Soft prompt tuning stands out as a parameter-efficient method, enabling the adaptation of the foundation model to specific tasks with a limited dataset. Unlike traditional fine-tuning, where model weights are updated, this approach adjusts a few additional embeddings, maintaining the model's original parameters unchanged. The study utilizes finely tuned prompts over datasets ranging from 50 to 5000 samples, demonstrating significant performance improvements, notably with minimal data.

The experiments conducted across various models, particularly the 62B FLAN-cont-PaLM and 540B FLAN-PaLM, exhibit high accuracy and Area Under the Curve (AUC) improvements, illustrating the effectiveness of combining hard and soft prompts. Results show substantial classifier performance with surprisingly few labeled data points, indicating the efficiency and feasibility of deploying large models for nuanced tasks with constrained resources. Figure 2

Figure 2: Balanced accuracy for different training examples sizes, for three different models. 0 indicates no prompt tuning.

Ablation Studies and Observations

The paper conducts several ablation studies to validate the design choices of the proposed prompting methods. These experiments underscore the importance of various components of the prompts, such as XML-like tagging for structural integrity and the inclusion of guideline explanations for context.

Moreover, the authors report intriguing behaviors of foundation models, such as the impact of example extremities on prediction tendencies. Adding examples from extreme cases tends to diminish the detection of neutral or less severe cases, demonstrating a behavior analogous to human exemplar learning. This observation highlights the model’s ability to derive nuanced understandings from the few examples provided.

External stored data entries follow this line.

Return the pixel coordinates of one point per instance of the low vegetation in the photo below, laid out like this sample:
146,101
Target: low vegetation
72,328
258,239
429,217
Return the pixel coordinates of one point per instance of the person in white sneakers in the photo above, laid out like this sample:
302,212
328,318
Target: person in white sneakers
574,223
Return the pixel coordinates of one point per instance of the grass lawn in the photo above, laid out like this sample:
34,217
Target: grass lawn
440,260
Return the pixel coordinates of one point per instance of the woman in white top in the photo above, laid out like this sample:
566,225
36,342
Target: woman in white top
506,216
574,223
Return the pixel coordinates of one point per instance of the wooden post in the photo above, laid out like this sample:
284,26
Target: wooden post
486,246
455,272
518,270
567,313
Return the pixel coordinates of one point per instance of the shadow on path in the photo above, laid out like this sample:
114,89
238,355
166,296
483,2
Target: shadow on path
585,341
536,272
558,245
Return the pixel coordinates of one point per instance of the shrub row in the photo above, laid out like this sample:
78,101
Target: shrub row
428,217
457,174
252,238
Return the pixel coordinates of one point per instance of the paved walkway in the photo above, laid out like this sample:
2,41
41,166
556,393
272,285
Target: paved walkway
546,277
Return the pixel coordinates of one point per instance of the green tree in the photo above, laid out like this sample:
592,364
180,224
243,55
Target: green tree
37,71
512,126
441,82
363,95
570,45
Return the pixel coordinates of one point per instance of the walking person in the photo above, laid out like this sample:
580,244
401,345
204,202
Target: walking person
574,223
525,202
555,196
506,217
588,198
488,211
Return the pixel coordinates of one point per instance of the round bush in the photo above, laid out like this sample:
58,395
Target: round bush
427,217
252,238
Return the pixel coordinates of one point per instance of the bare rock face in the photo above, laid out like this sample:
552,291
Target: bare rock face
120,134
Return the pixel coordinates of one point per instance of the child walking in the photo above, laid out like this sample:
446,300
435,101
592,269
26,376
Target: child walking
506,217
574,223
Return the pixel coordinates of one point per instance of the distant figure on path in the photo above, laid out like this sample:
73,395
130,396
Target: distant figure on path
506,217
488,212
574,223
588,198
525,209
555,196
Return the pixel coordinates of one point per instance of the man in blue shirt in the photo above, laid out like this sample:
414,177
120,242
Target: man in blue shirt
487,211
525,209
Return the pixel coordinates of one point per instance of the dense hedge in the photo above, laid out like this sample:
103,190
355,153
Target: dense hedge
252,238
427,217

Implications and Future Directions

The findings of this work present practical implications for content moderation and automated compliance systems. By minimizing the reliance on extensive human labeling and leveraging foundation models’ capabilities, product teams can rapidly deploy policy violation detectors that are adaptive to new or altered guidelines with minimal intervention.

This research opens avenues for further exploration into the resilience and robustness of foundation models against adversarial inputs. Additionally, expanding this approach to a multilingual context could significantly enhance the versatility and applicability of such models in global settings.

Conclusion

"Using Foundation Models to Detect Policy Violations with Minimal Supervision" provides a compelling exploration into employing advanced LLMs for online policy adherence checks. By ingeniously combining hard and soft prompting strategies, the authors demonstrate the viability of using large pre-trained models to achieve high levels of performance with limited labeled data. This approach offers a promising pathway for developing efficient, scalable, and intelligent content moderation systems.